It is often said, quite correctly, that the bull is half the herd. That same bull is often presumed to be fertile. However studies have shown that 20% or more of unselected breeding bulls are classed as subfertile, and thus do not perform optimally.
What is a fully fertile bull?
This is a bull which can impregnate > 90% of 50 normal cycling females in a 9 week period.
This requires good semen quality, quantity and delivery.
Why is subfertility a problem?
Targets for efficient beef herd fertility should be 95% pregnancy rate in a 9 week mating period with 65% or more of those cows calving in the first three weeks of the following calving season. These figures cannot be achieved without a fully fertile bull stud.
The economic benefits of less barren cows goes without saying but what is often overlooked is the the financial benefit of calving more cows in the first three weeks of the calving season. This will significantly increase average weaning weights.
For this reason all farmers should seriously consider routine fertility examinations of their stock bull as an essential part of herd fertility management.
What can I do?
At Frontier Vet Services in Enniscorthy, we carry out Bull Breeding Soundness Examinations for a few reasons –
• pre and post sale for young bulls
• routine check two months before the breeding season
• a suspected subfertile or infertile bull
The Bull Breeding Soundness Exam has three stages.
1. History and physical exam.
2. Examination of scrotum, testicles and seminal vesicles – size does matter, specifically scrotal circumference has a direct correlation with semen output. Interestingly, this is also related to daughter fertility.
3. Semen collection and assessment.
Advice when buying a bull
• When selecting a young bull, look for good foot and leg conformation.
• Avoid laminitis by sourcing bulls directly from breeders who have not forced them for sales.
• If buying at a sale, find out what diet bull was on before the sale and wean off this diet gradually.
• Enquire about the health status of the herd from which you are buying – notably tuberculosis, Johneʼs disease, IBR, BVD and leptospirosis.
Points to remember every year
• Donʼt assume your bull is fertile.
• Foot trimming of bulls should be routine.

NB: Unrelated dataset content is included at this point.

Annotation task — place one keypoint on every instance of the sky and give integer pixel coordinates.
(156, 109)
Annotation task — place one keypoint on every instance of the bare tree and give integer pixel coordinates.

• Observe your bull during the breeding season to ensure everything is working as it should.
At Frontier Vet Services in Enniscorthy we carry out routine prebreeding bull fertility examinations annually around 6-8 weeks prior to the breeding season.
Your bull will be included on any herd health plan carried out by Frontier Vet Services. At Frontier Vet Services, we advocate herd health plans because they are progressive, preventative roadmaps. We canʼt control the weather, but we can take steps ( many of them straightforward), to ensure that our animals are healthy, productive and disease free.